Scott and David Brooks, owners of Brooks’ Sandwich House in NoDa, also announced Tuesday they would donate three acres in east Charlotte to Habitat for Humanity to build 18 to 24 affordable town homes.

Since launching, the foundation’s fund has received donations from major corporations in Charlotte.

  • Wells Fargo donated $5 million directly to the fund as part of a $20 million effort to support affordable housing efforts in the city.
  • Bank of America, Ally Financial and Barings pledged a combined $70 million for affordable housing, the bulk of which is in the form of low-interest loans for developers to build income-restricted housing.
  • BB&T, SunTrust and the SunTrust Foundation agreed to give $10 million to the fund, and committed to around $20 million in below market-rate loans.

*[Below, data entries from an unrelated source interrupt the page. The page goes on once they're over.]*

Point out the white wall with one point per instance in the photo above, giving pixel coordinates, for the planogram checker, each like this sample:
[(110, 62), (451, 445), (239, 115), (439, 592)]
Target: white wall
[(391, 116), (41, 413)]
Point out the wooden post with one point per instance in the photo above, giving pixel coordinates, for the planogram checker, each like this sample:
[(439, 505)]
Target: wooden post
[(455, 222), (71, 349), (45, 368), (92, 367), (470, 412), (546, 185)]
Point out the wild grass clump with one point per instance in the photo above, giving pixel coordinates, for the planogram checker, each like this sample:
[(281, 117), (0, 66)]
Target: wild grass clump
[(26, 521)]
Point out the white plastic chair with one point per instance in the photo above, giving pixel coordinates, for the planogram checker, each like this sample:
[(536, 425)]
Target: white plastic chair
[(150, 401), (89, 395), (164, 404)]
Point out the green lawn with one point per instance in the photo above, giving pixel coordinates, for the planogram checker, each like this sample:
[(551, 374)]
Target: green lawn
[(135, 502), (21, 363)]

New York-based nonprofit Local Initiatives Support Corporation manages the fund, which includes low-interest loans, money and land donations.

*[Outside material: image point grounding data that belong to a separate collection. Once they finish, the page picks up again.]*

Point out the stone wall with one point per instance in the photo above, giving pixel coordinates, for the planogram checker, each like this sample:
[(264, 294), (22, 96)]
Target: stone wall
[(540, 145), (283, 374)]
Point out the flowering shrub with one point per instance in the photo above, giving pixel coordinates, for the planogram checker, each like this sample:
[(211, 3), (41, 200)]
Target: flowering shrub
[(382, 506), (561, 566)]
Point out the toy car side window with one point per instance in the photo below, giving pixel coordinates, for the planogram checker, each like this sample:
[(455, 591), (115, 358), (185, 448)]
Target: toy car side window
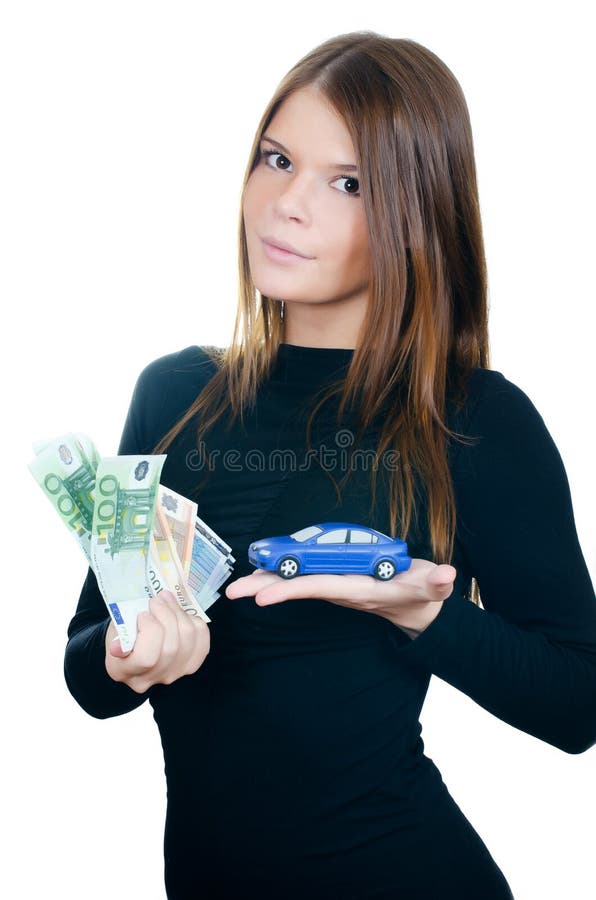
[(333, 537), (360, 537)]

Charlotte-based developer Crescent Communities said it would donate $2 million worth of land to a subsidiary of the Foundation in the River District development it is building west of Charlotte Douglas International Airport.

In a 2014 study from Harvard University and the University of California-Berkeley, Charlotte ranked last among 50 cities for upward mobility.

Since then the city has pledged to address issues such as affordable housing and job creation.

As foundation officials solicited donations to reach the fund’s $50 million goal, those in the private sector also have supported housing-related efforts apart from the fund, said Foundation President and CEO Michael Marsicano.

Those contributions — like the Brooks family land donation — joined with the fund, $50 million in bond revenue and a $25 million from LISC, total $220 million in affordable-housing related funds.

Foundation executives set this month as the deadline to raise the $50 million. In an interview, Hugh McColl Jr., a former Bank of America chairman who is involved with the effort, expects that the group will make the deadline. The difficult part, he said, will be sustaining that momentum.

“Charlotte is famous ... for we do something, and we move on,” he said. But he said actually building the affordable housing units will help keep the focus on the issue.

At Tuesday’s event, Mayor Vi Lyles said 374 units of affordable housing are already under development using bond revenue.

“Progress is important —small or large steps,” Lyles said. “But I feel like on affordable housing, we’ve made a leap forward.”